Reddsan, you don't in the traditional sense though there are some ways to cheat. In the documented methods, you would have to deploy Metrosite which is one pool stretched across 2 sites. You must have no more than 20ms across the datacenters to ensure there's no RPC latency problems from Front End to Active SQL Cluster node.
You may want to check out Justin Morris' post here on achieving Site Resilience without breaking the bank as he shows you how to back up some stuff in the primary site and how to restore and forcefully move users to a second pool in the remaining site in case the primary site goes offline. http://www.justin-morris.net/achieving-lync-serve…
Kinda off topic but figured If I posted to an old blog entry I wouldn't get a reply
I've been wondering is it possible for a Lync client to talk to a OCS server?
Just wondering as if its possible then it would make transitioning at some unknown point in the future easier.
Also if so what is required to get it working?
Hi, great series!!
"You absolutely should have at least 2 SRV records with two different weights"
This should be two different priorities
Hi, Nice posts! Very interesting!
I don't understant your last bullet in the Reviewing section, particularely the last sentence : "regardless if you have a Director in your environment or not."

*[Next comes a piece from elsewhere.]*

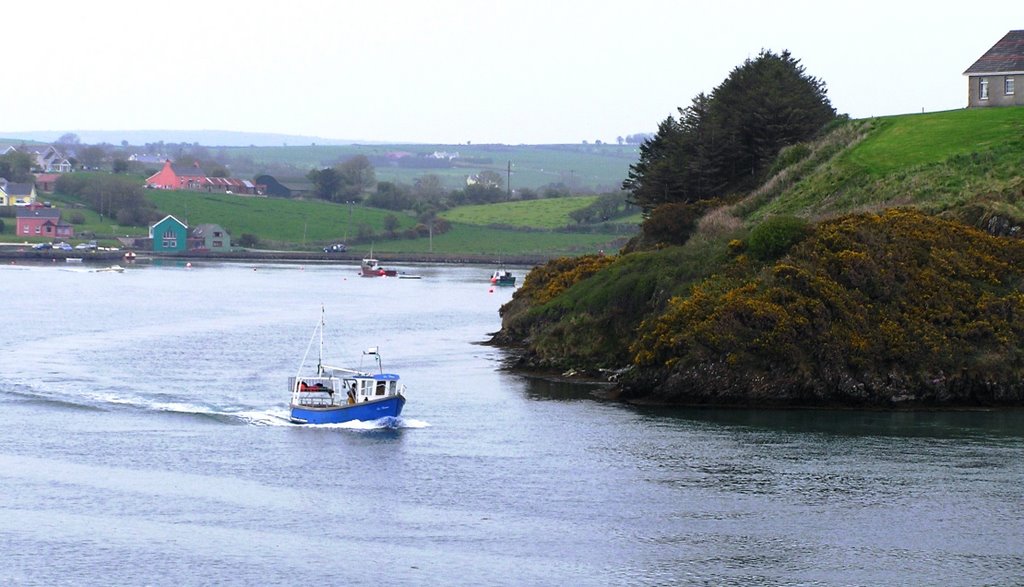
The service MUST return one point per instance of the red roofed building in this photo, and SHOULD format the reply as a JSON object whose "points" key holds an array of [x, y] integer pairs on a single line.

If you have a director, the srv is pointing on it. Even if the user has a Endpointconfiguration.cache file, if the primary register fail, the lync client will perform a dns request for the srv record, then will contact the director server, then will get the primary and the backup registrars, and will connect to the backup registrar. did I miss something??
Thank you!
Nope. Your logic is correct. The point is that you don't want to rely entirely on a director and not have any secondary SRV records.